Turkey (Bir Zamanlar Anadolu’da)
“Once Upon a Time in Anatolia,” the sixth feature from the gifted Turkish filmmaker Nuri Bilge Ceylan, seems to be a deceptively familiar genre film, a police procedural driven by a crime and an investigation.
But the text, credited to Ercan Kesal, Ebru Ceylan, and Nuri Bilge Ceylan, is far more ambitious, multi-nuanced, and ambiguous than it appears at first sight.
Over the past decade or so Ceylan, the best-known Turkish director working today, has established a small body of work that has gained a loyal international following.
Most of his films have premiered at the prestigious Cannes Fest, including “Distant” (2003), which won the Grand Jury Prize and the acting kudos for its two male leads, “Climates” (2006), “Three Monkeys” (2008), and “Once Upon a Time in Anatolia,” which is released theatrically in the U.S. by the Cinema Guild.
Defined by deliberate pacing, and with a running time of two and a half hours, the film requires tremendous patience and attention to details from its viewers. But trust me, you will be rewarded at the end with a multi-layered, multi-nuanced narrative that raises some disturbing and provocative questions about the nature of “truth,” and why and how we go about finding and achieving it.
The impact of the film derives from accumulation of numerous “small” details, which at first seem random, trivial, unconnected, and irrelevant, but taken together, they lead to a richly dense tapestry.
Appearances deceive and so is the film and its narrative. In choosig the title, Ceylan obviously pays tribute to the late and great Italian director Sergio Leone and his two films, “Once Upon a Time in the West” and “Once Upon a Time in America.”
The nominal tale revolves around a brutal murder, committed by a man, who not only confesses to his sin, but also offers to take the police to the scene of the crime and the place where the body is buried.
In the dead of night, a delgation of men, including a police commissioner, a prosecutor, a doctor and a murder suspect, drive in two cars and a jeep through the deserted Anatolian countryside. The serpentine roads and rolling hills are lit only by the headlights of their cars. They are searching for a corpse, the victim of the murder.
However, the suspect, who claims he was drunk, can’t remember where he had buried the body. Is he telling the “truth”? As the night draws on, various details about the murder emerge and the secrets and hypocrisies of the investigation itself come to light.

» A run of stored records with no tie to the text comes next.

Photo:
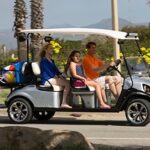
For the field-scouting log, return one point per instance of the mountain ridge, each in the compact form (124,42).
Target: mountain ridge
(7,37)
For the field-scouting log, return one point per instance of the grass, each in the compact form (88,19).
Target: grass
(3,95)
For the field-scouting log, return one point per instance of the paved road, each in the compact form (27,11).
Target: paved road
(99,128)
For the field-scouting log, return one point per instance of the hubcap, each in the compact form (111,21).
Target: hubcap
(18,111)
(137,113)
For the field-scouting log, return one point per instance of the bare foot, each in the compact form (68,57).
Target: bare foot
(105,106)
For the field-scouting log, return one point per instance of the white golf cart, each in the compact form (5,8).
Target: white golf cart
(30,99)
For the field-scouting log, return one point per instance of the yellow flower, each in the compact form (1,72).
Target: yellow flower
(143,48)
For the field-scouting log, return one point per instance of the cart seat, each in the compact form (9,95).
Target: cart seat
(48,87)
(82,88)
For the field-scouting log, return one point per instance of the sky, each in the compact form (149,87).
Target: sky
(78,12)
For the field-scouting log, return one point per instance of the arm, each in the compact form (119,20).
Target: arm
(73,71)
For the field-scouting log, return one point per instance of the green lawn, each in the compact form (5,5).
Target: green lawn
(3,95)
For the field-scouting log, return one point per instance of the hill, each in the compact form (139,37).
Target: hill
(7,38)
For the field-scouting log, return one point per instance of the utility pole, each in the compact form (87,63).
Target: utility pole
(115,26)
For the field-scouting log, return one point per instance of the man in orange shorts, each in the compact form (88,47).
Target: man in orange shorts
(92,66)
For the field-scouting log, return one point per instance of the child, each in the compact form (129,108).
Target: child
(77,71)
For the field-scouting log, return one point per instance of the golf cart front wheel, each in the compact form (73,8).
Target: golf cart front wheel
(20,110)
(138,112)
(43,115)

For over an hour or so, not much happens by way of conventional plot. The men engage in endless conversations, while chain-smoking, while we wait and wait for some significant revelations.
But pay attention: Many clues about the murder, the criminal, and the investigators are planted along the way. In the desolate Anatolian country, nothing is what it seems. Indeed, when the body is found, we don’t sigh with relief and experience the catharsis that usually comes at the end of a suspenseful interrogtaion. Au contraire, the victim’s body serves as a reminder of how much we don’t know. It also indicates and illuminates the many ambiguous issues involved in the crime and the investigation.
Like all of Ceylan’s films, “Once Upon a Time” is directed in a subtle, understated way; considering the subject matter, the picture doesn’t hit you over the head.
At the end of the movie, you may feel provoked, or disturbed, or puzzled by what you have seen and heard, which, I suspect is Ceylan’s goals, that is, raising generic expectations only to contest and defy them as the story progresses to its bitter conclusion.